Britney Watling was picking black currants with her seven-yearold girl, Sarah, pale like her mother and barefoot, at the back of the garden as we approached. Both of them seemed to flinch at the sight of us. Loren didn’t even have to say anything. He went over to where she stood and guided her gently by the elbow to the shade beside the barn and sat her down on a marble slab bench that had probably been there for a hundred years.

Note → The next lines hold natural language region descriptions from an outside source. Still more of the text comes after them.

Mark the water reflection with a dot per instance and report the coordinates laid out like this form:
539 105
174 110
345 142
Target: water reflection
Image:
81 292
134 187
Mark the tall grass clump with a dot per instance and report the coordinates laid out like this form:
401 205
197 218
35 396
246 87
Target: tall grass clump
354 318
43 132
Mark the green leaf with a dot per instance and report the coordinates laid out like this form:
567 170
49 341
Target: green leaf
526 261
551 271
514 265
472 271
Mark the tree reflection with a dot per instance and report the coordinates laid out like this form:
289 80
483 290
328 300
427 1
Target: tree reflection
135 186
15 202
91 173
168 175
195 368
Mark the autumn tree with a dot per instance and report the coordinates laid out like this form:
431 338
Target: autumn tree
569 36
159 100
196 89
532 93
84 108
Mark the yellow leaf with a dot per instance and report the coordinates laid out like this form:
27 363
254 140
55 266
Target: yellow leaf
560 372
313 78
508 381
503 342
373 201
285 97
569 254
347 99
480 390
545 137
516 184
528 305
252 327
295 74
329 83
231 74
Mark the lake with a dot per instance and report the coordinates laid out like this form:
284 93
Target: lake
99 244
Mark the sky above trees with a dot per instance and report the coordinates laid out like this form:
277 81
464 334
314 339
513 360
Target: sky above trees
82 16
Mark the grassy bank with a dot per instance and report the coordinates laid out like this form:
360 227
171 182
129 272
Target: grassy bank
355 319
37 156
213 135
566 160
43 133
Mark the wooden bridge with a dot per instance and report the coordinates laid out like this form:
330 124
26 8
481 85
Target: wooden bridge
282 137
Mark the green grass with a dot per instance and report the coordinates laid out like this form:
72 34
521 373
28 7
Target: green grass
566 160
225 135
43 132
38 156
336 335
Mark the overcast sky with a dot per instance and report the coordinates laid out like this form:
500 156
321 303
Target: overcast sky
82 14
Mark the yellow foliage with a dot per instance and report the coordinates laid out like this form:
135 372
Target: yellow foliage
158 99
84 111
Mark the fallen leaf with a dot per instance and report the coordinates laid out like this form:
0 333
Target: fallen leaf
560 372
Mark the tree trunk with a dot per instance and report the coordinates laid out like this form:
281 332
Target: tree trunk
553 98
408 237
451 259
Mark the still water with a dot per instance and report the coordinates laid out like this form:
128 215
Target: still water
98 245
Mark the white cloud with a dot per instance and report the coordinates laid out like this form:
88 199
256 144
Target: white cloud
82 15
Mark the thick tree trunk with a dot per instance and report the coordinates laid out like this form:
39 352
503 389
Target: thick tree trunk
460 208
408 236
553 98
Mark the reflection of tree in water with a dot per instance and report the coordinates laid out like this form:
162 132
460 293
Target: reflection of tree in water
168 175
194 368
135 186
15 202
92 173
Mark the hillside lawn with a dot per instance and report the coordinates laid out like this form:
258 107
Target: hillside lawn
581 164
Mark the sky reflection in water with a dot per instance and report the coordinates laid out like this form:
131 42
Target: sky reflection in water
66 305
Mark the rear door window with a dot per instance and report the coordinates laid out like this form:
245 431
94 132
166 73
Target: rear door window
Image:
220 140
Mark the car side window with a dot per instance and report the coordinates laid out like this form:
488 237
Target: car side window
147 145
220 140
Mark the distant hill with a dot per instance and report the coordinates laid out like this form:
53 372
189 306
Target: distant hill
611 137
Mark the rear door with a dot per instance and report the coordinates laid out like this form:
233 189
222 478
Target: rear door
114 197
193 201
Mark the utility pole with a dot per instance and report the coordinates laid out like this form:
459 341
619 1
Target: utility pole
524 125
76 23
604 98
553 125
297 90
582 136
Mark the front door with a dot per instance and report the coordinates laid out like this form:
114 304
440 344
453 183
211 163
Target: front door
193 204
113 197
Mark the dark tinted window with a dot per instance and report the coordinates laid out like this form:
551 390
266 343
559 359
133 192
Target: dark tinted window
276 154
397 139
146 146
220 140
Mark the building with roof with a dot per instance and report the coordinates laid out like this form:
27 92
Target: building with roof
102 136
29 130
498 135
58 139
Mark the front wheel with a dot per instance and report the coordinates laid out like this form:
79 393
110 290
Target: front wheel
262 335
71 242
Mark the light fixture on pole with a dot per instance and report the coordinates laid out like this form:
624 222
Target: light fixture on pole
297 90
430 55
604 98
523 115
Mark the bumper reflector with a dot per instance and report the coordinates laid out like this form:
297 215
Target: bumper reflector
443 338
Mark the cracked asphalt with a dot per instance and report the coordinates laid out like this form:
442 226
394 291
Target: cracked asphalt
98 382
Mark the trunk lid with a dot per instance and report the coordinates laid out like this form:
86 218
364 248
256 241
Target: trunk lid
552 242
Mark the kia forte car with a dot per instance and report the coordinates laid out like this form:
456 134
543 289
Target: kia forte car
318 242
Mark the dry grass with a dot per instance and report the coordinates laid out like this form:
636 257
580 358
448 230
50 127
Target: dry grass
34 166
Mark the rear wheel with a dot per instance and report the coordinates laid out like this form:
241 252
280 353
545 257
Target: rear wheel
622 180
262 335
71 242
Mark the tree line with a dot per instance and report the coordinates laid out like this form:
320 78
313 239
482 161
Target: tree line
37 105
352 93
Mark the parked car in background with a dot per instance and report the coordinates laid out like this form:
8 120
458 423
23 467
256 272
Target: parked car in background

Jerry hoisted the child up and carried her down there hitched up on his waist, as he would a child of his own.

Once we were all there in the shade of the barn, where the family cow took refuge from the heat, and where the hostas that Shawn’s mother planted long ago bloomed purple, Loren explained to Britney that her husband was not just hurt but dead. The little girl, Sarah, seemed to search for a cue from her mother, whose mouth fell open without producing any sound. The child repeated, “Daddy, Daddy, Daddy,” and began keening. It was left to me to try to briefly tell Britney what had happened, making it clear I hadn’t actually witnessed the incident. She did not ask me any questions about it. For the longest time, nothing was said. Finally Loren began to quietly explain what would happen next, how the funeral would be arranged and the sequence of events that would entail. Britney took it in stoically. She was a young person who herself had endured large losses, including parents incinerated in Los Angeles, a brother and many friends gone, and one child stillborn. She gave the impression of great solidity even though she was petite and pale. She asked if she could see her husband’s body. Jerry warned her that the wound was awful.